Yakup Brukanlı ile yapılan görüşmeye de raporda yer verildi. Brukanlı’nın sol el parmakları ile sağ göğüs ve sağ omuzunun sargılı olduğu aktarılan raporda, Brukanlı’nın sargıya dair soruya, “Abdullah Öcalan’a yönelik komployu ve uygulanan tecridi protesto amaçlı kendimi yaktım. Sonrasında idare tarafından hastaneye götürüldüm. Ancak yaptığım eylem siyasi amaç taşıdığı için tedaviyi kabul etmedim. Vücudumdaki yanıklar 2. derece yanıklardır. Şu an cezaevi revirinde yaramın tedavisi yapılıyor. Olaydan birkaç gün sonra kurul tarafından çağrıldığım söylendi ve bunun üzerine cezaevinde üç kişinin bulunduğu bir odaya götürüldüm. Burada eylememin amacı soruldu ve ben de kendilerine amacımı olduğu gibi anlattım. Amacımı anlattıktan hemen sonra bu üç kişi tarafından hakaret ve fiziki şiddete varan eylemlere maruz kaldım.
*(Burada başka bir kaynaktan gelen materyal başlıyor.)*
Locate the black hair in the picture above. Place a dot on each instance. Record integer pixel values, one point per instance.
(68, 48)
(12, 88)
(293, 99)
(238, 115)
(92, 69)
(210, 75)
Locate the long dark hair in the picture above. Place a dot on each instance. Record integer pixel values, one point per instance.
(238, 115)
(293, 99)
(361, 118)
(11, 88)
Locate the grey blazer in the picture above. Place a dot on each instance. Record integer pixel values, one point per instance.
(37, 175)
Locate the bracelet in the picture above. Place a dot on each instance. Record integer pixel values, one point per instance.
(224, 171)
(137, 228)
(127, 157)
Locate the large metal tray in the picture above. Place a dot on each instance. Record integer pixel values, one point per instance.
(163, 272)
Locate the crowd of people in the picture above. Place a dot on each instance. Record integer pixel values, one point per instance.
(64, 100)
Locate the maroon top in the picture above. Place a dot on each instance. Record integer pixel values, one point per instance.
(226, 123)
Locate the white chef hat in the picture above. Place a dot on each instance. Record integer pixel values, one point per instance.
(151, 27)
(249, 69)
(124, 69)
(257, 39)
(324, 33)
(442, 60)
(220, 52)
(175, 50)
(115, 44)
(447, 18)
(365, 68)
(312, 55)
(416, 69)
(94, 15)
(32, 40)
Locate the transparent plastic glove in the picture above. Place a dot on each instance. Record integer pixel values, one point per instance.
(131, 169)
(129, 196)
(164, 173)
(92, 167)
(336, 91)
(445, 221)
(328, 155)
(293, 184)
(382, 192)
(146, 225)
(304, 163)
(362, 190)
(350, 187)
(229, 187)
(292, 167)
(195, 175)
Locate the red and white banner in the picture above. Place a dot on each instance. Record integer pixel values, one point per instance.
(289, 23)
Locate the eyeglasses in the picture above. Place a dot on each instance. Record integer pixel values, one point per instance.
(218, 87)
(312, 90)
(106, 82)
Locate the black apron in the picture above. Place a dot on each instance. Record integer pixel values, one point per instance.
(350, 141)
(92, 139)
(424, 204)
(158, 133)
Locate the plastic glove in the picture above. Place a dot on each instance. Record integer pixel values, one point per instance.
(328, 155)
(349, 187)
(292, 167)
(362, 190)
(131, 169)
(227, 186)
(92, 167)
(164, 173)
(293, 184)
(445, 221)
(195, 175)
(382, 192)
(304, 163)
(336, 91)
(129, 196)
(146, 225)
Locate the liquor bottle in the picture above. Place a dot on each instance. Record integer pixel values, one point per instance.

Orada bulunan bir infaz görevlisi bana saldıran bu şahısları yatıştırarak beni odadan çıkartmıştır. Bu olayı cezaevinin 1. Müdürüne anlattım. Ancak müdür bu olayı sanki uyduruyormuşum gibi bir yaklaşım içerisine girdi. Yaptığım eylemden sonra ilaçlarım, kemerim ve kullandığım bardağa el koyup götürdüler ve geri vermiyorlar” sözleriyle yanıt verdiği paylaşıldı. 

 

CEZAEVİNİN DURUMU

 

Raporda, avukat heyetinin cezaevi idaresi ile yaptığı görüşmeye dair de kimi bilgiler paylaşıldı. Yaşananların idare ile paylaşıldığı belirtilen raporda, devamla şunlar aktarıldı: “Hapishane müdürü tarafından hapishanenin mimari ve fiziki yapısı gereği olarak 480 kişilik kapasitesinin olduğunu, 45 adet üçer kişilik odalarının mevcut olduğunu, geri kalan odaların tamamının tek kişilik odalar şeklinde olduğunu, tutuklu ve hükümlülerin bahsi geçen hapishaneye gelmelerinin ve bu şekilde infaz veyahut tutukluluk geçirmelerinin kendisinden kaynaklanmadığını, bunun sebebinin hapishanenin mimari ve fiziki yapısının ve Adalet Bakanlığı ve Ceza ve Tevkif Evleri Genel Müdürlüğünün yerleştirmeleri neticesinde olduğunu görüşmeyi yapan heyete aktarmıştır. Ayrıca personel sayılarının yetersiz olması sebebi ile hapishanenin sevk ve idaresini gerektiği şekilde sağlayamadıkları da kurum müdürü tarafından görüşmeyi yapan heyete aktarılmıştır. Hapishane idaresi ile görüşme gerçekleştiren heyetin ivedilikle değerlendirilmesi talebinde bulunduğu; hasta, yaşlı veyahut risk grubunda bulunan siyasi mahpusların üçer kişilik odalara alınması talebi aktarılmıştır. Hapishane müdürü tarafından bu talebin değerlendirileceği ancak üçer kişilik oda sayısının 45 adet olduğu, toplam tutuklu veyahut hükümlü sayısının ise hali hazırda 200 kişi olması ve kimleri üçer kişilik odalara alıp almama noktasında eşitlik dengesinin kurulamayacağı çekincesi olması sebebiyle bu talebin de çözüm yaratmak niyeti ile değerlendirileceği görüşmeyi yapan heyete aktarılmıştır.”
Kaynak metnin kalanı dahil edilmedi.